Governo anuncia fechamento de 16 delegacias em MT por falta de efetivo

Os 46 policiais que atuam nessas delegacias serão remanejados para reforçar unidades de cidades mais próximas.
Christiano Antonucci/ Gcom-MT

Dezesseis delegacias da Polícia Civil estão sendo fechadas em Mato Grosso por falta de efetivo. O anúncio foi feito pelo governo do estado na sexta-feira (8). Segundo o estado, as unidades que terão as atividades suspensas apresentam baixo índice de produtividade e registro de ocorrências policiais. A medida já havia sido cogitada pelo governador Mauro Mendes (DEM) para a redução de gastos.

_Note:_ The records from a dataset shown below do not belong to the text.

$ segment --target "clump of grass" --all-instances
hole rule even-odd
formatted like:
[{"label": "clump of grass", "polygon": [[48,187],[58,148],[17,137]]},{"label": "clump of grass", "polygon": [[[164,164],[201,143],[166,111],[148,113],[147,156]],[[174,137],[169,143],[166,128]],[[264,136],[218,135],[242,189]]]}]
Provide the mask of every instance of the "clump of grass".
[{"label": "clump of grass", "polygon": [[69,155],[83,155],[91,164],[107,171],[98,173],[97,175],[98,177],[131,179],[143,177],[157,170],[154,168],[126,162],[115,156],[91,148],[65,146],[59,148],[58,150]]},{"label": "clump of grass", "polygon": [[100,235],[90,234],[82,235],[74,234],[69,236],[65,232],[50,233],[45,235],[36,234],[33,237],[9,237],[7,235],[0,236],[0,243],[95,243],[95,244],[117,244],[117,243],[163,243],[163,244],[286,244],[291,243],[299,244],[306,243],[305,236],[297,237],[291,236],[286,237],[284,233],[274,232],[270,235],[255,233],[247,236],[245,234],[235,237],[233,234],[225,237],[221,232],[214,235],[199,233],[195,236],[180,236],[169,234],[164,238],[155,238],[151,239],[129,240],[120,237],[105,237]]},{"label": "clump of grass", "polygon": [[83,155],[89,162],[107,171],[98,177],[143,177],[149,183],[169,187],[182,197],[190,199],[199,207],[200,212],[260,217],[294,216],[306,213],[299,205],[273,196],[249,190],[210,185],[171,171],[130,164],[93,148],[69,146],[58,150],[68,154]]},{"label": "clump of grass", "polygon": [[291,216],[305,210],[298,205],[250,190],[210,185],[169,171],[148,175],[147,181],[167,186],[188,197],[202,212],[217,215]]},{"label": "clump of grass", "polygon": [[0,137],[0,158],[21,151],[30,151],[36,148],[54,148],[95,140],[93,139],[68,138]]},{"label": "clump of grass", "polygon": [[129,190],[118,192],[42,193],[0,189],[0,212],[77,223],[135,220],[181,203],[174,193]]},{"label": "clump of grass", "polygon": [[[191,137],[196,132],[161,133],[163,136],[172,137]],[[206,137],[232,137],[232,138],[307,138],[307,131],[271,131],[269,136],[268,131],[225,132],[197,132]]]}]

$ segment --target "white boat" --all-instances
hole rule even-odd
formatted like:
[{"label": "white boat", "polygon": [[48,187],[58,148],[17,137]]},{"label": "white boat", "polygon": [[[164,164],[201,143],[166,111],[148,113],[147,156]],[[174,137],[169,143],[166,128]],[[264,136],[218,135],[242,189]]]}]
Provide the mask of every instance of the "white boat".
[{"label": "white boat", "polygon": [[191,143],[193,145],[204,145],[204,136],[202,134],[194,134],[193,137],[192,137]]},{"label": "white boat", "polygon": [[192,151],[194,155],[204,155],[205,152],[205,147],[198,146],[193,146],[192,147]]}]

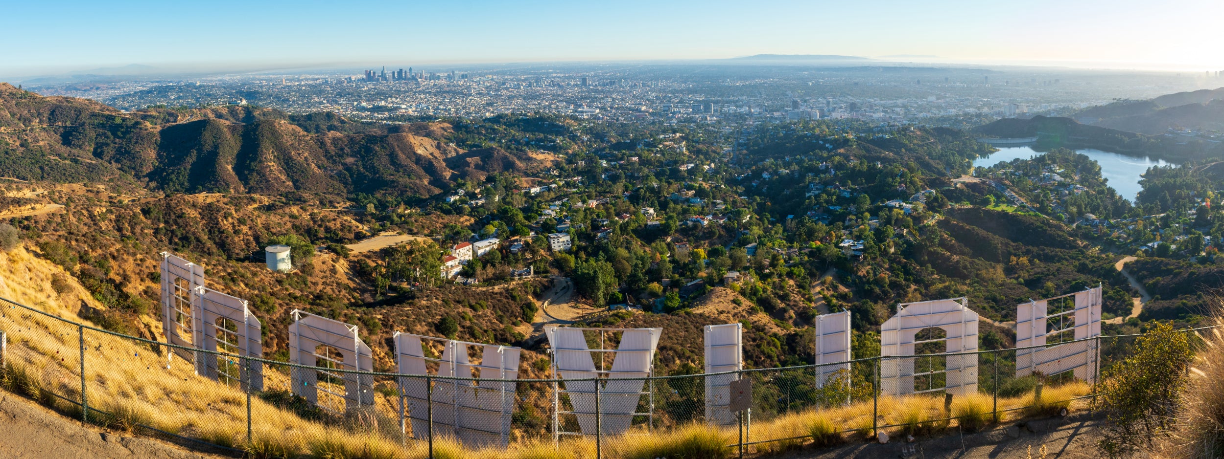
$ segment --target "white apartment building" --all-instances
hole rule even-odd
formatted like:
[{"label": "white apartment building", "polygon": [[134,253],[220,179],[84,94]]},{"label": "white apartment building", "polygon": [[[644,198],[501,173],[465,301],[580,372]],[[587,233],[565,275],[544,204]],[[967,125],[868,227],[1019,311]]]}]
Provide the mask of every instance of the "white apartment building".
[{"label": "white apartment building", "polygon": [[485,256],[485,254],[487,254],[488,250],[497,249],[497,244],[499,244],[501,242],[502,239],[498,238],[488,238],[488,239],[476,240],[471,245],[476,250],[476,258],[481,258]]},{"label": "white apartment building", "polygon": [[552,251],[567,251],[574,243],[569,240],[569,234],[565,233],[552,233],[548,234],[548,247]]}]

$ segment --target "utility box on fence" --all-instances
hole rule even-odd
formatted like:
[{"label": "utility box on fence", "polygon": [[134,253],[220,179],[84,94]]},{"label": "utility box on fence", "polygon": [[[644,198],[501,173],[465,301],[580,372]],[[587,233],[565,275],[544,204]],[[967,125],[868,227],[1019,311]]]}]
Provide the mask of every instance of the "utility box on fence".
[{"label": "utility box on fence", "polygon": [[731,413],[739,413],[753,408],[753,378],[742,377],[731,382]]}]

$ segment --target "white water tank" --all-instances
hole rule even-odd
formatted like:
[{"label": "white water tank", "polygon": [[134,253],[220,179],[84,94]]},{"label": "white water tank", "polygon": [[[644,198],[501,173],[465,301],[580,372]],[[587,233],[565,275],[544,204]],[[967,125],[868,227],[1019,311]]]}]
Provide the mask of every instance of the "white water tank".
[{"label": "white water tank", "polygon": [[289,259],[289,245],[268,245],[263,250],[269,270],[289,272],[294,269],[293,261]]}]

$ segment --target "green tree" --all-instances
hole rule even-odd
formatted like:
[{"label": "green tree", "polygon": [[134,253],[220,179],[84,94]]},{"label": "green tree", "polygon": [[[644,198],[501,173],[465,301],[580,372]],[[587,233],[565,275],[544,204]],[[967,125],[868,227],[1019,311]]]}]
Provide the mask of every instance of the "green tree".
[{"label": "green tree", "polygon": [[21,244],[21,231],[9,223],[0,223],[0,250],[11,251]]},{"label": "green tree", "polygon": [[590,259],[574,269],[574,283],[578,292],[590,297],[596,306],[607,305],[608,295],[619,286],[612,264]]},{"label": "green tree", "polygon": [[443,316],[433,326],[433,330],[436,330],[438,333],[442,333],[442,336],[447,338],[454,339],[455,334],[459,333],[459,322],[457,322],[452,316]]},{"label": "green tree", "polygon": [[277,236],[268,239],[264,245],[289,245],[289,256],[295,266],[306,265],[315,256],[315,244],[310,239],[297,234]]}]

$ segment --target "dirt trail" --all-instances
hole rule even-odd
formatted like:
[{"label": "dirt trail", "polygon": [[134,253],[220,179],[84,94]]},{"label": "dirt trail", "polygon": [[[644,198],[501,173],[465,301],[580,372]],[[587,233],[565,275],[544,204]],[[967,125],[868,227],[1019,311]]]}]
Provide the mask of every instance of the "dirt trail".
[{"label": "dirt trail", "polygon": [[86,427],[0,391],[0,458],[219,459],[159,441]]},{"label": "dirt trail", "polygon": [[1130,272],[1126,272],[1126,267],[1124,265],[1135,260],[1137,259],[1133,256],[1122,258],[1121,260],[1118,260],[1116,264],[1114,264],[1114,269],[1118,270],[1118,272],[1121,272],[1122,276],[1126,276],[1126,282],[1130,282],[1131,287],[1140,292],[1140,298],[1131,298],[1131,314],[1129,316],[1104,320],[1103,322],[1105,323],[1121,323],[1126,320],[1130,320],[1131,317],[1138,317],[1140,313],[1143,313],[1143,304],[1146,304],[1152,299],[1152,295],[1147,293],[1147,288],[1143,288],[1143,284],[1140,283],[1140,281],[1136,280],[1135,276],[1132,276]]},{"label": "dirt trail", "polygon": [[[1023,426],[1005,424],[996,428],[965,433],[951,432],[936,438],[919,438],[906,443],[892,438],[887,444],[859,443],[819,452],[797,452],[780,459],[996,459],[1040,458],[1045,447],[1047,459],[1100,459],[1097,442],[1102,438],[1099,420],[1087,414],[1067,417],[1031,420]],[[1032,448],[1032,450],[1029,450]],[[1032,453],[1032,455],[1029,455]]]},{"label": "dirt trail", "polygon": [[553,277],[552,288],[543,295],[540,304],[542,315],[536,315],[536,323],[540,330],[548,323],[569,325],[578,317],[594,313],[591,308],[578,308],[574,304],[574,282],[569,277]]},{"label": "dirt trail", "polygon": [[62,208],[64,208],[64,204],[47,204],[47,205],[39,206],[38,209],[31,209],[31,210],[24,210],[24,211],[20,211],[20,212],[12,212],[12,214],[0,212],[0,219],[13,219],[13,217],[26,217],[26,216],[32,216],[32,215],[50,214],[50,212],[54,212],[54,211],[60,210]]},{"label": "dirt trail", "polygon": [[356,244],[345,245],[355,254],[371,250],[382,250],[392,245],[399,245],[409,240],[430,240],[430,238],[424,236],[409,236],[409,234],[378,234],[372,238],[357,242]]}]

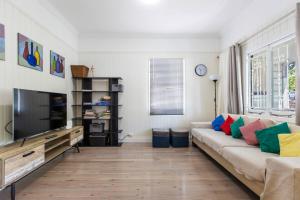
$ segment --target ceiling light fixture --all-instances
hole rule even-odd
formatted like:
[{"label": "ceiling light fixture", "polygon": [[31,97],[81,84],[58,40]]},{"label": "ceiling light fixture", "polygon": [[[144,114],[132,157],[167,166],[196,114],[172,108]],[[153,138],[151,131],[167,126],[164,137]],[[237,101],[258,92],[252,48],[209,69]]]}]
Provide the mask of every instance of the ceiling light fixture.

Serão desativadas as delegacias dos seguintes municípios:

Luciara
Novo Santo Antônio
Alto Paraguai
Nova Marilândia
Santo Afonso
Nova Lacerda
Bom Jesus do Araguaia
Ponte Branca
São José do Povo
Tesouro
Carlinda
Castanheira
União do Sul
Acorizal
Jangada
Nossa Senhora do Livramento

Os 46 policiais que atuam nessas delegacias serão remanejados para reforçar unidades de cidades mais próximas, que passarão a atender a eventuais demandas das delegacias fechadas.

Conforme o estado, a suspensão das atividades das delegacias foi aprovada pelo Conselho Superior de Polícia e tem o respaldo da Secretaria de Estado de Segurança Pública e do Governo do Estado.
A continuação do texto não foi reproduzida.